Low cost and easy to make, this system is still used on Opera & Theatre Binoculars to this day.

However the downsides are that it is hard to obtain a high magnification, you get a fairly narrow field of view and you get a high level of image blurring on the edges of the view.

It is for these reasons that for most uses a prism system is seen as a better alternative:

Keplerian Optics with Prisms

Unlike Galilean Optics that use a concave lens in the eyepiece, the Keplerian optical system uses convex lenses for the objectives as well as eyepiece lenses and is generally considered an improvement on Galileo’s design.

However the image still needs to be corrected and this achieved with the use of a prism:

Working like a mirror, most modern binoculars use erecting prisms that reflect the light and thus alter the orientation, correcting the image.

Whilst a standard mirror is perfect for looking at yourself in the morning, in a binocular it would be no good if the light was simply reflected 180° and back to where it came from as you would then never be able to see the image.

Porro Prisms
This problem was first solved by using a pair of Porro prisms.

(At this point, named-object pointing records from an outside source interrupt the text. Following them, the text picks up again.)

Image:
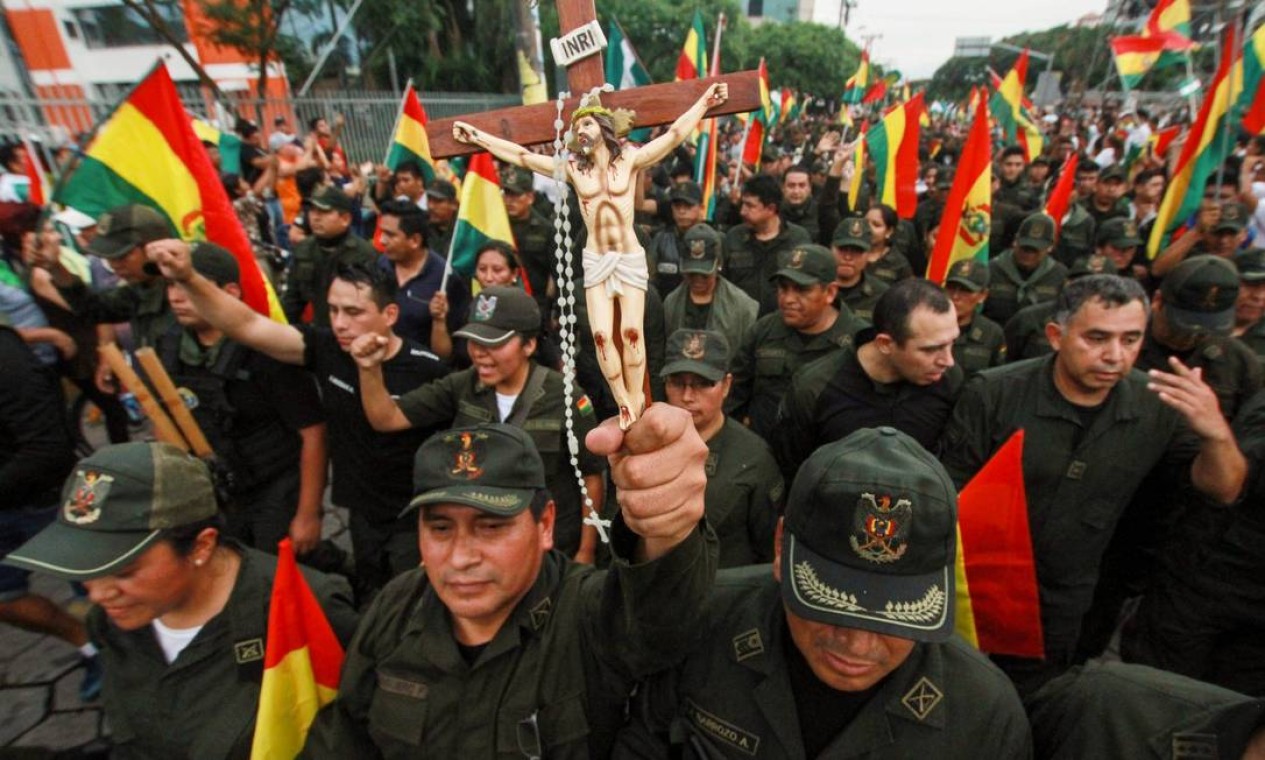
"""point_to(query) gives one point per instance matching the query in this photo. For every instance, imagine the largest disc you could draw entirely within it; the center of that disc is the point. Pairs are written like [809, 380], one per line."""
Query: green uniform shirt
[461, 400]
[733, 696]
[1008, 290]
[203, 706]
[744, 495]
[1078, 479]
[313, 267]
[143, 306]
[768, 357]
[561, 668]
[749, 262]
[979, 345]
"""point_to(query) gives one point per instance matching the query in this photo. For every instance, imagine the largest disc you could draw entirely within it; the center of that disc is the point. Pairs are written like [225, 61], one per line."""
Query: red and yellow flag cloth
[964, 225]
[998, 603]
[410, 142]
[301, 664]
[146, 152]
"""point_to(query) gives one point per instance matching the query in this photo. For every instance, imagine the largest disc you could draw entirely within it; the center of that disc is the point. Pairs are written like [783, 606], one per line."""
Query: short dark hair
[765, 189]
[382, 285]
[1110, 288]
[897, 304]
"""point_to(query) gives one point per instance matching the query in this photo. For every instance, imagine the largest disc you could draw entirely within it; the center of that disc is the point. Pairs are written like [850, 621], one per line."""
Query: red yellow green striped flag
[1207, 146]
[301, 664]
[410, 142]
[481, 215]
[964, 225]
[893, 147]
[146, 152]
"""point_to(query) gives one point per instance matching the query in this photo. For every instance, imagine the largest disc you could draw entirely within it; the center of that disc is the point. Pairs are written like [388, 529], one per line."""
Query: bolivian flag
[300, 665]
[481, 216]
[146, 152]
[998, 603]
[968, 210]
[410, 142]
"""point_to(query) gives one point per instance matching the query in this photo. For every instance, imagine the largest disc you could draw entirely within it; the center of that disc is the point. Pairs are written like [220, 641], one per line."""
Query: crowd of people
[764, 564]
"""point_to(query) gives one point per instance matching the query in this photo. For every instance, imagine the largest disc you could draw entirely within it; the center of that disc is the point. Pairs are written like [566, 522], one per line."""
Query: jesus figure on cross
[605, 171]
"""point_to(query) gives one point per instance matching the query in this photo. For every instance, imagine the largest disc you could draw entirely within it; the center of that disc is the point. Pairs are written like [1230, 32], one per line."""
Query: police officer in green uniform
[533, 233]
[1025, 275]
[502, 386]
[705, 300]
[805, 328]
[180, 612]
[848, 648]
[1094, 429]
[753, 249]
[1025, 331]
[744, 488]
[263, 419]
[319, 256]
[858, 290]
[1250, 307]
[500, 646]
[141, 300]
[981, 343]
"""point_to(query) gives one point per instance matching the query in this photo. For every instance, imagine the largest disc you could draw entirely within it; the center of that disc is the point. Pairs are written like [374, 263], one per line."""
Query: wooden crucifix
[604, 171]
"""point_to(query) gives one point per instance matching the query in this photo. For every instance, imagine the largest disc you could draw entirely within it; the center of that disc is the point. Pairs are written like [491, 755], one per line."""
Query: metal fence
[370, 116]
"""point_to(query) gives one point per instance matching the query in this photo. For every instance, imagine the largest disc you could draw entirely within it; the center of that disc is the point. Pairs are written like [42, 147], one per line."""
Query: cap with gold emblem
[495, 468]
[853, 233]
[870, 538]
[702, 251]
[1036, 232]
[701, 352]
[1199, 295]
[807, 264]
[114, 506]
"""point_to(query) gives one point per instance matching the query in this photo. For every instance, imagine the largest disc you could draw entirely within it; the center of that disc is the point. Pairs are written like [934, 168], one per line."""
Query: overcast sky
[919, 34]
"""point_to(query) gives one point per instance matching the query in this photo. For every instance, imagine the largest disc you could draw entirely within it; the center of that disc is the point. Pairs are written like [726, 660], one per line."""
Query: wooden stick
[173, 402]
[163, 428]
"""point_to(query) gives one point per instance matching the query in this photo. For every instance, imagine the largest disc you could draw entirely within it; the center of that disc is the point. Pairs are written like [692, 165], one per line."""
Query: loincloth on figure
[616, 271]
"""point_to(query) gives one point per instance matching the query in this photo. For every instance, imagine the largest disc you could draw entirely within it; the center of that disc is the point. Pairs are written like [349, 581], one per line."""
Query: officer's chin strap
[564, 244]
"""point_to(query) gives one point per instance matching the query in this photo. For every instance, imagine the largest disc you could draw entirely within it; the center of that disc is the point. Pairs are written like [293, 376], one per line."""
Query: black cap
[870, 538]
[702, 251]
[123, 228]
[1199, 295]
[495, 468]
[701, 352]
[500, 312]
[442, 190]
[332, 199]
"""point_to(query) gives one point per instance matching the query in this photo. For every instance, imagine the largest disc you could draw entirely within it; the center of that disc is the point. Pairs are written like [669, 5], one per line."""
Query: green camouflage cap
[215, 263]
[1118, 233]
[1036, 232]
[969, 273]
[114, 506]
[500, 312]
[1093, 263]
[495, 468]
[853, 233]
[332, 199]
[1251, 264]
[807, 264]
[1232, 218]
[122, 229]
[1199, 295]
[701, 352]
[870, 538]
[702, 251]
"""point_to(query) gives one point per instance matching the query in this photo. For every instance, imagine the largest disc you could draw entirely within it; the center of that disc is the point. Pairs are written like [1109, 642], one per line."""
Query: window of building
[118, 27]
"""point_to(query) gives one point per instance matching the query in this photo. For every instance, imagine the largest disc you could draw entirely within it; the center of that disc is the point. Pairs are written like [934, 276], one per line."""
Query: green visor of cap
[76, 554]
[917, 607]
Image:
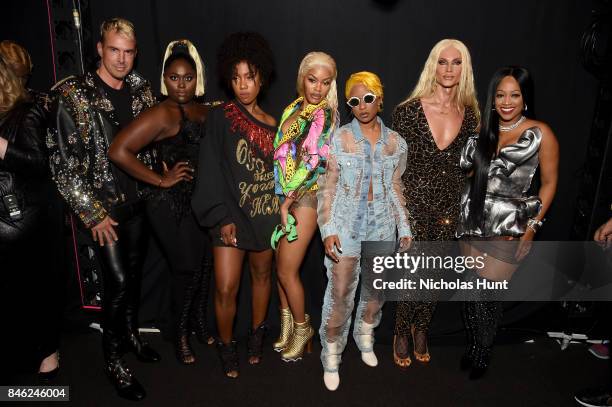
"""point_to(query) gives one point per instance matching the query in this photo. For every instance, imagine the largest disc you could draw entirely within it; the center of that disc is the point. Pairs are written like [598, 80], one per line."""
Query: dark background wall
[391, 38]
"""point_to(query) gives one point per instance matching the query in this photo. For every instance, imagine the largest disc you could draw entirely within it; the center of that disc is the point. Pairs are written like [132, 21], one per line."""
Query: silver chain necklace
[512, 126]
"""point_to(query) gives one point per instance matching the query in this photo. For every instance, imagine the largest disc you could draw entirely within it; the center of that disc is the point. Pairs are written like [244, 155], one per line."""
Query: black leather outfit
[82, 126]
[185, 245]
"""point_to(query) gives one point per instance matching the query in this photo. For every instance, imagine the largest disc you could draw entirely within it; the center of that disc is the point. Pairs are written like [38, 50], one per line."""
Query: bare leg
[260, 265]
[289, 260]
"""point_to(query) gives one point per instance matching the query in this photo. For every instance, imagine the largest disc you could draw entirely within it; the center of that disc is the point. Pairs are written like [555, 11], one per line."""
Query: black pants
[185, 245]
[122, 274]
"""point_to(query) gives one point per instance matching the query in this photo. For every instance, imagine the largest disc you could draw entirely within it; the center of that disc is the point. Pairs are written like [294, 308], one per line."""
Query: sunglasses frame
[348, 102]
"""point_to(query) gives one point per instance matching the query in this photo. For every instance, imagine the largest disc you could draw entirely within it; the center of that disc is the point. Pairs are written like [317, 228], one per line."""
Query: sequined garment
[183, 147]
[300, 153]
[507, 207]
[433, 178]
[81, 125]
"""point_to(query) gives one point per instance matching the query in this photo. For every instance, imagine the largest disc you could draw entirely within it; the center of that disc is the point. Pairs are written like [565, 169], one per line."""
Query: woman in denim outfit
[360, 198]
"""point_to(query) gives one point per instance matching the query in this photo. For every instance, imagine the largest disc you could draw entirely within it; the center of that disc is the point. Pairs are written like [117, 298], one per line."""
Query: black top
[184, 146]
[235, 182]
[122, 115]
[433, 178]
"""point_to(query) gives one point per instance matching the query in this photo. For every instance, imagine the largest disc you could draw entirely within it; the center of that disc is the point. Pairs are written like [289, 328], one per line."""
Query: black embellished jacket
[81, 126]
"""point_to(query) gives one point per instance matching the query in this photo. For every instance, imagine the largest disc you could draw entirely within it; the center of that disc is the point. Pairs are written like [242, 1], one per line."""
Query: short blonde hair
[12, 89]
[466, 91]
[312, 60]
[368, 79]
[17, 58]
[118, 25]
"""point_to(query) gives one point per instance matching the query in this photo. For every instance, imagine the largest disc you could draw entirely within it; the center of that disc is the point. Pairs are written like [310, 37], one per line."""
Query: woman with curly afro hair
[234, 195]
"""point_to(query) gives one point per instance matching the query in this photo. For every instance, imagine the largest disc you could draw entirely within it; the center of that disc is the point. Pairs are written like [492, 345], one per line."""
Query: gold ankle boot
[300, 340]
[286, 330]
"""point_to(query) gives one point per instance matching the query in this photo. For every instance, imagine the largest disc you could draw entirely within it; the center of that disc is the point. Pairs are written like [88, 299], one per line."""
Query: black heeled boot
[124, 381]
[255, 342]
[183, 349]
[198, 320]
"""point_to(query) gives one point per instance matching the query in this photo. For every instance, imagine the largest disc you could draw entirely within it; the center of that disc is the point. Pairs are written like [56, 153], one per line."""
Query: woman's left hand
[284, 209]
[405, 243]
[524, 245]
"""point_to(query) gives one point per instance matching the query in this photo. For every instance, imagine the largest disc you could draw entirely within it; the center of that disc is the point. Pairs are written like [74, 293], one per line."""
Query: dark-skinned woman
[234, 196]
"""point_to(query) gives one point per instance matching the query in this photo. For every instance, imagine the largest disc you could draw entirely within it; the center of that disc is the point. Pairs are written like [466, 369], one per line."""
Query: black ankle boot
[124, 381]
[143, 351]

Named after the Italian inventor Ignazio Porro, a single Porro prism, like a mirror also reflects light 180° and back in the direction it came from, but it does it parallel to the incident light and not directly along the same path.

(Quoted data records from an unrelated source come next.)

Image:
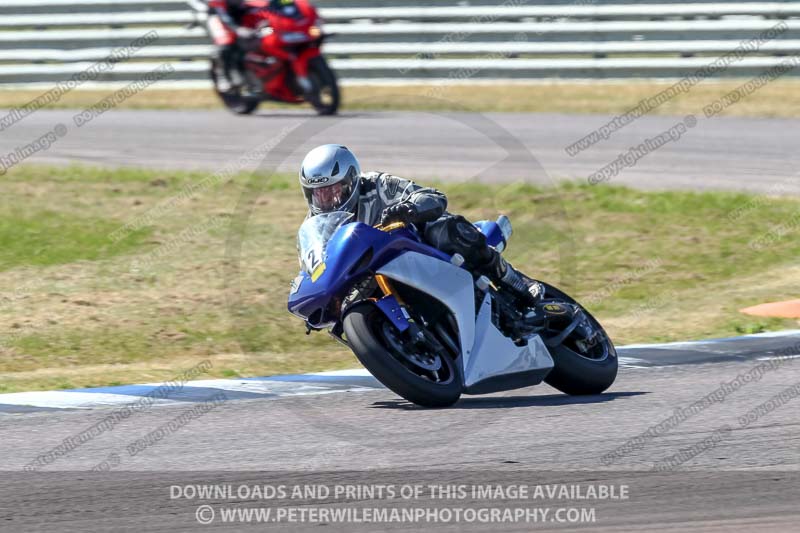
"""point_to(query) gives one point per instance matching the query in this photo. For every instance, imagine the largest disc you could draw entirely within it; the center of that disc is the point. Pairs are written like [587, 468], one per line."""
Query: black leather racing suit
[452, 234]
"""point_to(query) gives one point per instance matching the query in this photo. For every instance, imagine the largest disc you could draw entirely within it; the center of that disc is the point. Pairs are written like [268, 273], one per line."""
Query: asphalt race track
[748, 477]
[719, 153]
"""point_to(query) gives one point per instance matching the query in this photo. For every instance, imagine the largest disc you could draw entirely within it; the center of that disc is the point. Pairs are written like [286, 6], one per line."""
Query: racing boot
[529, 292]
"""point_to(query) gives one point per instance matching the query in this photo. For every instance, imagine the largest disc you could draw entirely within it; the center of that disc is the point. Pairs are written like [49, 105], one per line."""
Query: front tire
[364, 328]
[576, 374]
[234, 100]
[325, 96]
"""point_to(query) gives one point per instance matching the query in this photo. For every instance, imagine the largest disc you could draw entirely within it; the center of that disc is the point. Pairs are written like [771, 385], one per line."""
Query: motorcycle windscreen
[313, 237]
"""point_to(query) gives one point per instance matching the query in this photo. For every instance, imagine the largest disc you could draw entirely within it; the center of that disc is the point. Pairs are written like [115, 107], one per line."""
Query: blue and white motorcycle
[429, 329]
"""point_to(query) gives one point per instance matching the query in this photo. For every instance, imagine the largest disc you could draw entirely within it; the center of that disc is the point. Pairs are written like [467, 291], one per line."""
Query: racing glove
[400, 212]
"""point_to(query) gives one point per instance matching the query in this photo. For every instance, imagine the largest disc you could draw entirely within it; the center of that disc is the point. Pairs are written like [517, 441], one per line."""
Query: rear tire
[362, 326]
[325, 97]
[573, 373]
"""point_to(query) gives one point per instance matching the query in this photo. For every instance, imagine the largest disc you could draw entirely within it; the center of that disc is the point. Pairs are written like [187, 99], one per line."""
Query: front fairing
[355, 250]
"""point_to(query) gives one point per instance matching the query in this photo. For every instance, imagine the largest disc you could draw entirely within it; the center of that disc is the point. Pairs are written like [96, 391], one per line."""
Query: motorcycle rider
[225, 27]
[331, 179]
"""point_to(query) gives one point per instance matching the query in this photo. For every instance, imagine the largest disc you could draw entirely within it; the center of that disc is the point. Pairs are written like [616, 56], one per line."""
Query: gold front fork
[386, 287]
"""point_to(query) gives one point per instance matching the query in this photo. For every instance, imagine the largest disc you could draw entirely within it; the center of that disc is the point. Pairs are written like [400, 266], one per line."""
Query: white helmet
[330, 176]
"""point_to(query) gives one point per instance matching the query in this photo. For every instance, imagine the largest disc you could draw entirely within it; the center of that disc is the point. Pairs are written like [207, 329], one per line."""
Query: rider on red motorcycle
[225, 27]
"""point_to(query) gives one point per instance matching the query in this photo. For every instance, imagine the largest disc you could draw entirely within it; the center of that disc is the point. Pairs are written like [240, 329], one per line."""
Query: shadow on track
[510, 402]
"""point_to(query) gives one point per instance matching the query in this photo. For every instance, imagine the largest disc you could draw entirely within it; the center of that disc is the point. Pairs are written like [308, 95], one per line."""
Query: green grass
[44, 238]
[80, 308]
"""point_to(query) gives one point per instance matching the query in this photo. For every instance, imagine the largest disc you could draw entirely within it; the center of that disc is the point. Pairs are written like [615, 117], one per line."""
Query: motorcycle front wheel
[421, 376]
[235, 100]
[325, 95]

So this really helps because it allows you to place two of these Porro prisms at right angles to each other, which in turn means you can then reflect the light so that it not only re-orients the inverted image but also effectively allows it to continue in the same direction and towards the eyepieces.

Indeed it is these two Porro prisms placed at right angles that give binoculars their traditional, iconic shape and which is why their eyepieces are closer together than the objective lenses.

Roof Prisms
As well as the Porro prism, there are a number of other designs that each have their own unique advantages.

Two of them, the Abbe-Koenig prism and the Schmidt-Pechan prism are types of roof prisms that are now commonly used in binoculars.

Of these, the Schmidt-Pechan prism is most common because it allows manufacturers to produce a more compact, slimmer binocular with the eyepieces in-line with the objectives. The downside is that they require a number of special coatings to achieve total internal reflection and eliminate a phenomenon known as phase shifting.